As an unabashed 'Top Gun' fanboy, this writing makes no attempt at paying obeisance to the "objectivity Gods". The release of the latest film, 'Top Gun: Maverick' has been a manna. Watching Captain Pete "Maverick" Mitchell strapped to an F/A-18E/F Super Hornet, stress testing it's Airframe by performing edge-of the envelope manoeuvres, critical to mission success, was a 3 hours long experience in 'high'. Being able to watch it on the big screen felt like an answer to a multi-decade long prayer.

The makers of the movie, we learn, spared no effort at triggering the thrill that the audience went in to experience. A coincidence it is, that Boeing is in town with it's Super Hornets, courting Indian acquiescence to place it atop Indian Navy Aircraft Carrier.

What stuck out sorely in the movie, however, was the inability of it's makers to name the belligerent. The first installation, released in midst of the Cold War, suffered no such compunctions. Even if the aircraft, MiG-28, was fictional, the Soviets, as the adversary were not. Here, an unnamed country is surreptitiously pursuing activity in an unnamed location, under the protective envelope of unnamed 5th generation fighter aircraft. Too many unnamed, the film contends with.

It, however, doesn't strain the brain to deduce that the Top Guns were gunning to violate the Kashtari airspace because it's leader, Prime Minister Bharath was playing hooky with the UN. After all, who else is the only current operator of the Russian Sukhoi Su-57 FGFA while continuing to fly F-14 Tomcat, that plays a pivotal role in the second instalment too.

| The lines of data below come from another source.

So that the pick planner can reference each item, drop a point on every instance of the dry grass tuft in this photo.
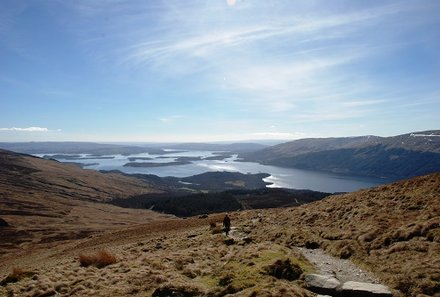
(16, 275)
(102, 259)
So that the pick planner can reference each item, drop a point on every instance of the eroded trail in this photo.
(342, 269)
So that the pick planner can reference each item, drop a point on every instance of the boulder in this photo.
(170, 290)
(359, 289)
(322, 284)
(3, 223)
(284, 269)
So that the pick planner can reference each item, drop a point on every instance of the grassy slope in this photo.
(45, 201)
(392, 230)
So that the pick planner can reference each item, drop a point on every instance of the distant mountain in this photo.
(399, 156)
(233, 147)
(76, 148)
(44, 201)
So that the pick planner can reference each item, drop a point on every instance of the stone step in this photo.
(329, 285)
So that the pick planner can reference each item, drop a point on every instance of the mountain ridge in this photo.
(400, 156)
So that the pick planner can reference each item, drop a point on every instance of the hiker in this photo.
(226, 224)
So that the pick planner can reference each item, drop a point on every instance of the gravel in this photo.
(342, 269)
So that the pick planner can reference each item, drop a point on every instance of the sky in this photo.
(217, 70)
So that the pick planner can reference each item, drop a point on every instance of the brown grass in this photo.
(16, 275)
(102, 259)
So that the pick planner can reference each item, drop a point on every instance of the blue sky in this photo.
(216, 70)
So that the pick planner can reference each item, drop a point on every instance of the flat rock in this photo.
(322, 284)
(359, 289)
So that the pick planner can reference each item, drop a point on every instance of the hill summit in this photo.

The snow-covered landscapes were another give-away.  Also subjugating incredulity, pilots ejecting out of experimental hypersonic test-beds & supersonic aircraft  & getting back into the cockpit within days.

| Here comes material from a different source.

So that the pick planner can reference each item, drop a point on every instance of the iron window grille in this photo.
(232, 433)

The movie attempts at triggering déjà vu, by recreating numerous scenes that mirrors from the 1st. The trademark beach volleyball scene from the first film has a corresponding visual where the officers get into a tumble on the beach playing American Football. Missing is a Rick Rossovich analogous flexing his torso in slo-mo. Similarly, the scene where Maverick visits the home of his Commander Mike Metcalfe & learns about the heroics of his father, casts it's spell in the second when he visits the house of his Top Gun course-mate & now superior officer, Admiral Tom "Iceman" Kazansky.

As a showcase of a Jerry Bruckheimer movie, 'Top Gun: Maverick' could well be his show-reel. The stylisation, production value, the raw untempered display of adrenalin rush, that typify a Jerry Bruckheimer film, have been cranked up many notches higher in this instalment to give movie-goers breathless 3 hours of entertainment.

As far as Masala Movies go, Top Gun: Maverick is a Michelin-rated destination for savouring masala.